The contract begins as soon as the partner places the first online order via the Justbe webshop, in which case the partner has read the current cooperation agreement and tacitly accepts it
The contract is concluded for an indefinite period and can be terminated by either party at any time in writing with a notice period of 5 working days, whereby Saturday is not considered a working day. Online orders placed up to the end of the notice period will be processed in accordance with the above provisions of this contract. After these 5 working days have expired, the partner is obliged to deactivate the affiliate link and remove it, as well as any banners etc. provided, from its website or other online tools. In the event of an important reason, including the opening of bankruptcy proceedings against the partner's assets and the rejection of a bankruptcy application due to a lack of assets to cover costs, as well as incorrect information in the application form, Justbe is entitled to terminate the contract immediately.
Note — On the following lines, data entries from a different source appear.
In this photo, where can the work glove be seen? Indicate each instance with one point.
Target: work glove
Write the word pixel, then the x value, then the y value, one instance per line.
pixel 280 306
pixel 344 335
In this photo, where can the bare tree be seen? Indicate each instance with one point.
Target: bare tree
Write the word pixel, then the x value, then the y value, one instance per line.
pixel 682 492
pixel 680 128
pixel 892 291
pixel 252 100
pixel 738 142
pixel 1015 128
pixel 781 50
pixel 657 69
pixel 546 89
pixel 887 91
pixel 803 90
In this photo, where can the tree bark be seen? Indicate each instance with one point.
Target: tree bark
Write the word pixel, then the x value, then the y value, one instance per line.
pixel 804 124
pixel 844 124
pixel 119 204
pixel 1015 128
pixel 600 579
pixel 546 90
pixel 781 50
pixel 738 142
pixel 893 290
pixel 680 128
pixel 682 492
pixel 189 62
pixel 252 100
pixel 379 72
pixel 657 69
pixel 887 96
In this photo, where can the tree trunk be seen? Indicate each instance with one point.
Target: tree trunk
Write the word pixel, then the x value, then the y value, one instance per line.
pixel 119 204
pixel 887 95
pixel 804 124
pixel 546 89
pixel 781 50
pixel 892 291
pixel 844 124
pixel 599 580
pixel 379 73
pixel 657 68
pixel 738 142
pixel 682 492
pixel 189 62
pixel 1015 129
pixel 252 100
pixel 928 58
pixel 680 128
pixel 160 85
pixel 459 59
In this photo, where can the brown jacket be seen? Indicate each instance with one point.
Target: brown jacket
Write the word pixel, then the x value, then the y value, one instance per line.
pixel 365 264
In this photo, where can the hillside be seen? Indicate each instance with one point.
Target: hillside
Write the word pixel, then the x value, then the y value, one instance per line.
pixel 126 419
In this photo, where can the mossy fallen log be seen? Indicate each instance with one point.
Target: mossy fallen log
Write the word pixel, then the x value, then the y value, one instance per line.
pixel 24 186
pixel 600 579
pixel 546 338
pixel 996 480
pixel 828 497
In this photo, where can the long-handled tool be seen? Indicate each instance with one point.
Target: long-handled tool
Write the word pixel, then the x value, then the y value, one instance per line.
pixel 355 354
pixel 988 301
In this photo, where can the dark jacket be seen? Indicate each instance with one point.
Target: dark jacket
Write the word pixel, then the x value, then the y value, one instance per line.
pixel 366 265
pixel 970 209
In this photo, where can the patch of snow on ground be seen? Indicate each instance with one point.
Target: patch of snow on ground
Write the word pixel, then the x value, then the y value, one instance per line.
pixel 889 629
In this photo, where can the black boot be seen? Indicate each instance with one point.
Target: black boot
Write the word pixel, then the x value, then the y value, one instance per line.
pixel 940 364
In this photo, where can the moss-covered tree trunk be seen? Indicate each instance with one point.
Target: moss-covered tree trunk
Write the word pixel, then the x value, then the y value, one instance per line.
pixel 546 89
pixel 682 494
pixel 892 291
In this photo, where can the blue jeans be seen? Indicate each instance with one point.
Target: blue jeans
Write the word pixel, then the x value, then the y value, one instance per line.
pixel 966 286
e) Place of jurisdiction, place of performance and applicable law
The place of performance is D-91056 Erlangen. The Nuremberg Arbitration Court has exclusive jurisdiction for all disputes arising from this contract, ancillary agreements or other agreements made between the parties. German law, excluding its reference rules and excluding the UN Convention on Contracts for the International Sale of Goods, applies exclusively to the entire contract, ancillary agreements or other agreements made between the parties.
f) Changes to these General Terms and Conditions, Severability Clause
- a) Justbe is entitled to make changes to these General Terms and Conditions, which will be communicated to the partner by sending a copy of the amended General Terms and Conditions by email. If the contractual partner does not agree to the changes, he is entitled to terminate the contract within 5 working days of receipt. If the right of termination is not exercised, the amended General Terms and Conditions will apply from then on.
- b) Should individual clauses of the General Terms and Conditions be ineffective, the effectiveness of the remaining clauses shall not be affected. The ineffective clause shall be replaced by the permissible provision that comes closest in economic terms to the economic purpose of the ineffective clause.